Presidential candidates and lawmakers from the main opposition parties, as well as Hon Hai Precision Industry Co (鴻海精密) founder Terry Gou (郭台銘), joined protesters at the rally, organized by former New Power Party (NPP) legislator Huang Kuo-chang (黃國昌) and Internet celebrity Holger Chen (陳之漢).
The organizers called on presidential candidates to sign nine pledges, including stiffer penalties for suspects engaged in gun violence, fraud and illegal drug sales; amending the Statute of Open Prisons (外役監條例); establishing whistle-blower protection laws; implementing a vacant home tax; and reforming the public housing system.
Photo: Wang Yi-sung, Taipei Times
New Taipei City Mayor and Chinese Nationalist Party (KMT) candidate Hou You-yi (侯友宜), former Taipei mayor and Taiwan People’s Party (TPP) candidate Ko Wen-je (柯文哲) and NPP Chairwoman Claire Wang (王婉諭) signed the pledges.
Hou said that he would establish a special investigation council to deter judicial lobbying and vowed to crack down on scammers if elected.
“Financial losses incurred because of scams have topped NT$70 billion [US$2.27 billion] per year, which is the No. 1 source of people’s complaints,” he said. “Although the government claimed it has formed a national anti-fraud team, it has done nothing to prevent scammers from committing crimes.”
Photo: Wang Yi-sung, Taipei Times
Aside from imposing severe punishments for home hoarding and promising a transparent rental market, Hou said he would build more social housing and make houses affordable for young people.
Despite the pledges, some protesters appeared to disapprove of Hou’s speech, giving him a thumbs-down and asking him to leave the stage.
Ko, who appeared to be more warmly received, said that the judicial system should be the last line of defense for justice and should not be politicized.
Photo: Lo Pei-de, Taipei Times
Ko also criticized the housing policy of President Tsai Ing-wen’s (蔡英文) administration, saying it failed to deliver 200,000 social housing units as promised, although he conceded that he only built 20,000 units during his two terms as Taipei mayor.
“I just want to ask how many social housing units the government actually built.
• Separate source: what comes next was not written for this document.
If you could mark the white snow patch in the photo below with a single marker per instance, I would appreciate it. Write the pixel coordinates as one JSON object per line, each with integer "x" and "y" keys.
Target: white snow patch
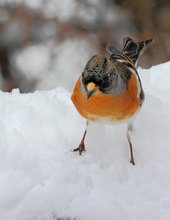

It recently introduced a vacant home tax scheme, which it finally produced near the end of President Tsai’s second term,” he said.
Gou said he was qualified to criticize the government’s housing policies, because he did not buy a home until he was 38.
In her speech, Wang was critical of all three major parties, the KMT, TPP and Democratic Progressive Party (DPP).
“Under the Tsai administration, housing justice has become a joke and a factor affecting the economy. While the DPP is outrageous, the KMT as the biggest opposition party is more pathetic,” she said. “In his speech at National Taiwan University three weeks ago, Mayor Hou made no mention of the vacant home tax, even though he had said he supported it.”
While people hate the KMT for allegedly colluding with organized crime and business tycoons, the DPP and TPP are not exempt from corruption, she said.
Chen said that Vice President William Lai (賴清德), who is the DPP’s presidential candidate, should have attended the rally.
Lai and other DPP members “stayed in an air-conditioned room, while young people are protesting on a hot sunny day,” he said.
Speaking at the DPP’s National Congress at the Grand Hotel, Lai said that he would listen to protesters.
Protests are the norm in a democracy, and expressing discontent with the government is a founding principle of the DPP, he said, adding that constructive criticism must be embraced as motivation for change.
If critiques are inconsistent with the facts, they must be explained clearly and left to the public to decide, he added.
On the sidelines of the rally, a group of people protested Huang, based on reports that his residential property in New Taipei City’s Sijhih District (汐止) had encroached on state-owned land.
The former legislator said that he did not receive any official notice from the National Property Administration about the home.
“My old house has been on the property for 32 years. As someone who studies law, I will handle the case according to the law and will not dodge the issue,” Huang said.